After all this groove, though, “The Hurt That Finds You First” fucks everything up in its path in a downpour of napalm, acid rain, and nuclear fallout.  There hasn’t been a Meshuggah song this fast and visceral in FOREVER!  “War” was the last song we heard from these guys with this kind of intensity, and it’s quite refreshing to hear them playing something this fast with this much vigor.  The outro of the song comes right back around to that tribal theme again, however, with an ambient drum outro and guitars with effects that make them sound like some kind of ethnic instrument.

“Marrow” is another one of the songs that defines the tribal feel I’ve been speaking about.  Besides a tiny bit of syncopation here and there, the song as a whole kicks you in the face like a horse on PCP and immediately conjures the image of a pre-battle war dance.  The bouncy rhythm and the extremely aggressive, cathartic drum assaults, which maintain a thumping, pulsing groove, really do bring me back to the more energetic material on Sepultura’s Roots (I feel a “Revisiting the Classics” post coming soon).

If “Marrow” weren’t enough evidence of my case, “Break Those Bones Whose Sinews Gave It Motion” and “Swarm” will certainly close it.  Both numbers are groovy, foreboding, both painting the images you’d associate with tribal ritual.  The drum refrains, the particular ambiences, the grooves, and even the way the drum progressions themselves are constructed, all feed that concept.  “Swarm” also has a solo section that sounds more like a chorus of didgeridoos killing an elephant than a session of face-melting shred, for example.

“Demiurge” is a colossal, hypnotizing groover that doesn’t really have a direction, so much as the effect of coaxing the listener into a brutal sledgehammer of a trance.  It has such immense weight that I’m surprised my car doesn’t flatten itself into the pavement when I’m blasting the song through the windows.  Combined with some nice eerie ambience, it serves as a powerful and potent precursor to the finale.

That’s where “The Last Vigil” comes in.  It’s a soothing, reflective, clean piece with gripping melodic layers and textures.  It has a powerful sonic sentiment of finality, and serves as a nice closing thought for a career-long reflection on the crafting of mathematical brutality and dimension-shattering chaos.

Koloss will not be everyone’s cup of tea.  It’s a significant dialing back of the more technical aspects of Meshuggah’s sound in a quest for something much more organic and streamlined, something that sounds like the band is simply having fun with their twisted craft more than trying to change your perception of musical reality.

All of the djent kids who are slagging this for its lack of technicality and show-off musicianship can go have their Periphery or their TesseracT, if they so wish.  Meshuggah will always be above the pack, both in the abstract and in a most solid reality.  Koloss is a diverse, powerful, fun-filled, landmark of an album.  Will we see Meshuggah continue along this path?  One can only hope.  An even further evolved form of this all-eras crossing would be a dream come true.

This really is one of the first essential releases of 2012.  Don’t pass it up.  This is a new Meshuggah, and I whole-heartedly approve of the makeover.

  5 Responses to “MESHUGGAH: “KOLOSS” (TAKE TWO)”

  1. Very nice review.
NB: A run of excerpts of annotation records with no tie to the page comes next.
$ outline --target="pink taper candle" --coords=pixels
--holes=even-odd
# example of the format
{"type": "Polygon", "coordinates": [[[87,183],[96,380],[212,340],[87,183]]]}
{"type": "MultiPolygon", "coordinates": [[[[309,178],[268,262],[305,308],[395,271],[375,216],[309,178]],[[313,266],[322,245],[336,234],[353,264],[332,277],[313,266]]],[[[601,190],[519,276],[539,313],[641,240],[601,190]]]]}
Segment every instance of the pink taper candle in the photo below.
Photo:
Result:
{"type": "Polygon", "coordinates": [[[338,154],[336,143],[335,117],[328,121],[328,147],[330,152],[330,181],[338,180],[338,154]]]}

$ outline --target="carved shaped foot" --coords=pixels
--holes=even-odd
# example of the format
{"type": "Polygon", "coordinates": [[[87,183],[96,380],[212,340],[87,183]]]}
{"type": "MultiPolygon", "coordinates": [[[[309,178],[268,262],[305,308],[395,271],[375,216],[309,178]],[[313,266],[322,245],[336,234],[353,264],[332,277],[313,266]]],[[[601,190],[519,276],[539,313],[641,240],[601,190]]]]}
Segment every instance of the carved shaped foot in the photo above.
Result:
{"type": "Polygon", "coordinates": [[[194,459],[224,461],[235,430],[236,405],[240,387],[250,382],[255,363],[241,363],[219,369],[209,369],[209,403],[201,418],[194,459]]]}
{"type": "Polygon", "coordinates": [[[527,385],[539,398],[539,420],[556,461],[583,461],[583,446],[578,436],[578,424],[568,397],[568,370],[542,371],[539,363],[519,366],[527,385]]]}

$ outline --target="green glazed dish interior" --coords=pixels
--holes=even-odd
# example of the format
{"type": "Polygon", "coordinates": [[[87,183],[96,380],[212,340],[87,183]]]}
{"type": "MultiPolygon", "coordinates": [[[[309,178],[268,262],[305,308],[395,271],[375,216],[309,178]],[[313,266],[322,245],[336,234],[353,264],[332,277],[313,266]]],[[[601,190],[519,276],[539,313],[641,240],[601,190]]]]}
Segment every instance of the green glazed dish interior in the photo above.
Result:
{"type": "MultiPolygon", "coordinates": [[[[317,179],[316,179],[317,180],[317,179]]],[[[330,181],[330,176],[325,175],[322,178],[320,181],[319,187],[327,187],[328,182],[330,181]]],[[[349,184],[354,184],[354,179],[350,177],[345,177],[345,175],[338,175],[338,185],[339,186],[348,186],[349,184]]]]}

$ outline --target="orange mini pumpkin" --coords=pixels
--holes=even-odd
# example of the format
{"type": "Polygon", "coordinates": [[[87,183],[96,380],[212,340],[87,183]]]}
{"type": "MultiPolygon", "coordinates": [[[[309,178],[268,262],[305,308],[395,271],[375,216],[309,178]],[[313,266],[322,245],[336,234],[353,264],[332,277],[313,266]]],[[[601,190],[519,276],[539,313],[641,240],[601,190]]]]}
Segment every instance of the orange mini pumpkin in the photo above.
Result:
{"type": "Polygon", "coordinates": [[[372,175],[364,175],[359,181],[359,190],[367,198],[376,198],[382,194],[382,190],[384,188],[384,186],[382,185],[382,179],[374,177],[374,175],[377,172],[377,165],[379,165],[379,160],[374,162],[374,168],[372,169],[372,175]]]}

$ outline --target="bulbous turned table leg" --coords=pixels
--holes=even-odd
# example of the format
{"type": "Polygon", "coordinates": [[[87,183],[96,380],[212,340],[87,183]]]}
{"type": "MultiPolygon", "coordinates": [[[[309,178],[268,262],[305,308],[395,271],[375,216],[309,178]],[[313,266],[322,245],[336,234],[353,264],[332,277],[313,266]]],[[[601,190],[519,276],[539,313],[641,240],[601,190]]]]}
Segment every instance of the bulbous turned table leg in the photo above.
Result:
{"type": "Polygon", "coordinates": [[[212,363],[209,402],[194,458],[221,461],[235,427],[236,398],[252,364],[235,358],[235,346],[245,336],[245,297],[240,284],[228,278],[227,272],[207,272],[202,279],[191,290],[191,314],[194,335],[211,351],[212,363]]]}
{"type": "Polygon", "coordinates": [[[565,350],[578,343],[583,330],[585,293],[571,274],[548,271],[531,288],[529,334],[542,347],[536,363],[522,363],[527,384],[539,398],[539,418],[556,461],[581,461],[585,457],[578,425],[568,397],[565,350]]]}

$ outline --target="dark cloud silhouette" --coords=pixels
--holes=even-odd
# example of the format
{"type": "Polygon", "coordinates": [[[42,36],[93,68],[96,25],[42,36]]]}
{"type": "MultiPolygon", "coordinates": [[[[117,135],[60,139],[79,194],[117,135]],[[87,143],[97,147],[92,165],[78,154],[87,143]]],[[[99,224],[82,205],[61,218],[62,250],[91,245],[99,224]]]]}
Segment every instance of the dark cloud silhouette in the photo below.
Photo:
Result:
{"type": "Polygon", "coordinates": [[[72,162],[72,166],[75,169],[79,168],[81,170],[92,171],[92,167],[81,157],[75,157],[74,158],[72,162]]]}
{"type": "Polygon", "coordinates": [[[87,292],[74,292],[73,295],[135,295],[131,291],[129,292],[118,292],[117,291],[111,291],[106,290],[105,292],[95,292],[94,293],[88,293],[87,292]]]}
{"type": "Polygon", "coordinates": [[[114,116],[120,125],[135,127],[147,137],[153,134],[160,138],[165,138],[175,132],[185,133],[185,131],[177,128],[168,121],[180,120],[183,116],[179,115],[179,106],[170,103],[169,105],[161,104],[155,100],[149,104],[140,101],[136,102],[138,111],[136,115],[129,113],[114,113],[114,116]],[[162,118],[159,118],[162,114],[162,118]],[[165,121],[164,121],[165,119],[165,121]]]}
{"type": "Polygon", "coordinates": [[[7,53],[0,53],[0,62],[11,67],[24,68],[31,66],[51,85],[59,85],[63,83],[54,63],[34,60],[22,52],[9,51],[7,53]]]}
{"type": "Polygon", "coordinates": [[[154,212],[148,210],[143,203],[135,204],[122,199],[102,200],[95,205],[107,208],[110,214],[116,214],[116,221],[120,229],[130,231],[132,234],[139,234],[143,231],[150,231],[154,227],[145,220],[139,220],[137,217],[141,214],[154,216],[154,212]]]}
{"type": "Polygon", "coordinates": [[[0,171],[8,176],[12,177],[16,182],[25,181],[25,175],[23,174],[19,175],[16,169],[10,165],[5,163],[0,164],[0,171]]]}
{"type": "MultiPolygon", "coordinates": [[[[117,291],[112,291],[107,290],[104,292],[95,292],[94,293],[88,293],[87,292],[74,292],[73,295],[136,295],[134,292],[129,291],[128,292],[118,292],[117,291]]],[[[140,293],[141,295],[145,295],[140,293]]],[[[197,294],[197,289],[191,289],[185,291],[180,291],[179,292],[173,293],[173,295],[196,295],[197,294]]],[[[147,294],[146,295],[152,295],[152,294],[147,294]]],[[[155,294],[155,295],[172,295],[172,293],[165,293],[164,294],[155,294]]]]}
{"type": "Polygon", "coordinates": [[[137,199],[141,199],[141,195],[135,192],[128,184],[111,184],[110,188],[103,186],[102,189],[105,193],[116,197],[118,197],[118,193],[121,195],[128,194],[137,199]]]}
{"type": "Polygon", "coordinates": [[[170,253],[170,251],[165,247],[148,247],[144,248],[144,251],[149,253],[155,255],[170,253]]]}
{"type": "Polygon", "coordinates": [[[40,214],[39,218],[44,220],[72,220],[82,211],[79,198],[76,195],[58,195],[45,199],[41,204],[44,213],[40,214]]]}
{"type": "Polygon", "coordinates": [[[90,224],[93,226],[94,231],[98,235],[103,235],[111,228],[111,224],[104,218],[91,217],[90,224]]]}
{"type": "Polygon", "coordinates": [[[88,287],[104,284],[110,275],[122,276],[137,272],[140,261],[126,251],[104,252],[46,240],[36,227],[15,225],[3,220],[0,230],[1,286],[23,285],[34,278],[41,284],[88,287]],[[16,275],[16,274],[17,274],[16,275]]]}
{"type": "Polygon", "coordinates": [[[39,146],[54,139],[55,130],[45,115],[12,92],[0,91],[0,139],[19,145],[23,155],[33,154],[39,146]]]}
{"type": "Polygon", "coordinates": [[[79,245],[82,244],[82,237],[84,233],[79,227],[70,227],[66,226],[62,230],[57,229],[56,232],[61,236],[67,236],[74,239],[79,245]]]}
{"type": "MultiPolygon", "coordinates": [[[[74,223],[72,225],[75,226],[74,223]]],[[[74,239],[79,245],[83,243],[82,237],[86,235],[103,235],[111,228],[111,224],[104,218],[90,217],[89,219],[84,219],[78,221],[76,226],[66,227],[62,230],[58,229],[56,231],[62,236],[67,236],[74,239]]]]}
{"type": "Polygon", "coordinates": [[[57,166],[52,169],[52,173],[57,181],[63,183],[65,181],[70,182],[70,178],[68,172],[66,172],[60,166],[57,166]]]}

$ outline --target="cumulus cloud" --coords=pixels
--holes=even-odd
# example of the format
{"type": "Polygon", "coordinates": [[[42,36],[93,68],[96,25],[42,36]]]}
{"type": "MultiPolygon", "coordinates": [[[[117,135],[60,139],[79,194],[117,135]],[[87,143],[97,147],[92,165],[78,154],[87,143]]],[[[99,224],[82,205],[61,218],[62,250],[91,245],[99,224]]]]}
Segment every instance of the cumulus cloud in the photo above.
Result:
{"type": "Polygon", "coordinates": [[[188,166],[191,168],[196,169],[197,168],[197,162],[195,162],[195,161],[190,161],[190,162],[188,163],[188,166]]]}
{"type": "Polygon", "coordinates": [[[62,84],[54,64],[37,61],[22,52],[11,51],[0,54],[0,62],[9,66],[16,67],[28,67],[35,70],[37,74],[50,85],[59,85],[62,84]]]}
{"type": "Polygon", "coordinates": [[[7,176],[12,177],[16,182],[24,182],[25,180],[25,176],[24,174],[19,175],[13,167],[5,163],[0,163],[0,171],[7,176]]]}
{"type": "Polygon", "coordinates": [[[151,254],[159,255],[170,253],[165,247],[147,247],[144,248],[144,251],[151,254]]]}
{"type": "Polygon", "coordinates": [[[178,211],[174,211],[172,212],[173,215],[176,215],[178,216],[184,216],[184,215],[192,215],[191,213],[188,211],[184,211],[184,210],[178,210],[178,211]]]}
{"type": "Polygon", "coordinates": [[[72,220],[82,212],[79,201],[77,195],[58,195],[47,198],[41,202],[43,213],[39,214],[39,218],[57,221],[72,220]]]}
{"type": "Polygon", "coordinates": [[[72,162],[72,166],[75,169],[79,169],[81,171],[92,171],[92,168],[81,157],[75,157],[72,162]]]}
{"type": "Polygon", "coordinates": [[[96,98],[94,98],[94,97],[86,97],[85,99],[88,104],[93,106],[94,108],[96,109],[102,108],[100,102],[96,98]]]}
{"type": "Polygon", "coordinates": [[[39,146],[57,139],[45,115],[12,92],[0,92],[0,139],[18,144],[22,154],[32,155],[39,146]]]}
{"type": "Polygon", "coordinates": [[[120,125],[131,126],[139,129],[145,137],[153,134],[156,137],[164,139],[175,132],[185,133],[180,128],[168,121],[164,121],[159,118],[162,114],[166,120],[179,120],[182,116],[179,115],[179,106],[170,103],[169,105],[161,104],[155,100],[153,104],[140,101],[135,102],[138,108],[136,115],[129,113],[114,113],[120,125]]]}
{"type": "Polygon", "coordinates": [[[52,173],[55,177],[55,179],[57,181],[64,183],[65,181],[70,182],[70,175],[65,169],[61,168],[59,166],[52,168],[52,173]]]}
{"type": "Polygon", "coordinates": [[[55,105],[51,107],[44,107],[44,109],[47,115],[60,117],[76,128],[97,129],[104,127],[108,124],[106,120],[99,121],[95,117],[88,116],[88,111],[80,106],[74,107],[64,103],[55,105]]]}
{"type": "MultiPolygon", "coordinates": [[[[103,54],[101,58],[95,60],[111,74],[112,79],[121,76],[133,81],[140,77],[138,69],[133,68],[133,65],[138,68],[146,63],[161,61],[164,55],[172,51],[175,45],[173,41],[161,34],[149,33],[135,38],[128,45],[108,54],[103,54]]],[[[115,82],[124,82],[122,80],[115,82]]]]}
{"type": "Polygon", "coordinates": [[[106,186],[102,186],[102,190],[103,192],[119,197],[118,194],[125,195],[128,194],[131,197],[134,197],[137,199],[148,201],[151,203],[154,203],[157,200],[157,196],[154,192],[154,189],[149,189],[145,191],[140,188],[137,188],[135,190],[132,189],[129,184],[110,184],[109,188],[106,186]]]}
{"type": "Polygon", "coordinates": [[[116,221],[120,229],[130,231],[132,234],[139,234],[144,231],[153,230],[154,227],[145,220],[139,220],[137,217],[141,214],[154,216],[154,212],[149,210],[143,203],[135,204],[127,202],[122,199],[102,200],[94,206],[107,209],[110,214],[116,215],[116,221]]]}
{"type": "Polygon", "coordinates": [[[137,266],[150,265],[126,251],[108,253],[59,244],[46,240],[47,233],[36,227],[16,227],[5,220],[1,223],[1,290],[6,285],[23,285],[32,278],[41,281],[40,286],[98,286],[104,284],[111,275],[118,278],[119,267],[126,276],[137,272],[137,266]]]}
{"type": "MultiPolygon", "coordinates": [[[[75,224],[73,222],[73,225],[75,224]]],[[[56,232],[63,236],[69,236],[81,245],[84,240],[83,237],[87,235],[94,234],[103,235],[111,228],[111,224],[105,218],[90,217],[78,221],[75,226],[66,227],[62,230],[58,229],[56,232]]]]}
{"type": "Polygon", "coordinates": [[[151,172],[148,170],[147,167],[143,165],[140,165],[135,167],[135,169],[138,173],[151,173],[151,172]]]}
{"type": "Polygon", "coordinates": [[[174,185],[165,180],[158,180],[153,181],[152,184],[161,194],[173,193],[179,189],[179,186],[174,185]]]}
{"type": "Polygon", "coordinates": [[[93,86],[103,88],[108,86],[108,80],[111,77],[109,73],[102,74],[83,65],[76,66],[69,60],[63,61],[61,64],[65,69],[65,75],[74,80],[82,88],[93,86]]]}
I would definitely put them in my top 10 as well. Probably top 5, but I don’t know about top 3. . . . I’ll have to think more on that. Aside from Metallica (who brought me into metal in the first place) no other band has driven my musical exploration as much as Meshuggah.

    I’m still in the preliminary stages of wrapping my head around this one, so my review is probably a few weeks off. (Nothing like staying a month behind in relevance, I guess.) But I did want to point something out that I don’t think a lot of people have noticed. Isn’t the vocal style–at least as far back as DEI–very rap-like? The vocal phrasing, I mean, not the sound of the vocals. Am I the only person who thinks so?

    I hate rap, but if there was a rapper who sampled some crazy-ass Meshuggah song and put his groove to the polyrhythm, I would actually give that a chance.

  2. I’ve been spinning this disc quite a bit and I like it a hell of a lot. I’ll admit I was a LITTLE apprehensive when I first heard Break Those Bones Whose Sinews Gave It Motion but the full disc has safely put my fears to rest. Everything meshes extremely well. The pacing is absolutely perfect, absolutely nothing drags. The album lumbers, grooves, obliterates, then grooves again all in perfect time. While I really do appreciate the musicianship displayed on ObZen it was never one of those albums that demanded that I fire it up again the instant it ended. Koloss on the other hand is definitely one of those albums.

    I have two gripes with the album and I can safely say both of them are really fucking minor. The first is that I really just do not like the art. I’ve never liked the style, it looks like the sort of thing that was slapped on the wall in the computer lab in my grade school. It just isn’t befitting the behemoth that lurks within. The second is that I just have never liked the sound of counting time on the snare drum. It’s a personal gripe and not something I can hold against the band in any way, but it slightly mars my enjoyment of The Hurt That Finds You First. Like I said, fucking minor.

    All in all this is an excellent album that I’m pretty sure I’m gonna spin for the rest of the year.

    • Pretty much summed up my thoughts exactly, I’m not musical enough to have the snare drum thing bother me, but I’m with you on the art. It should have been more…raw, as cliche as that sounds.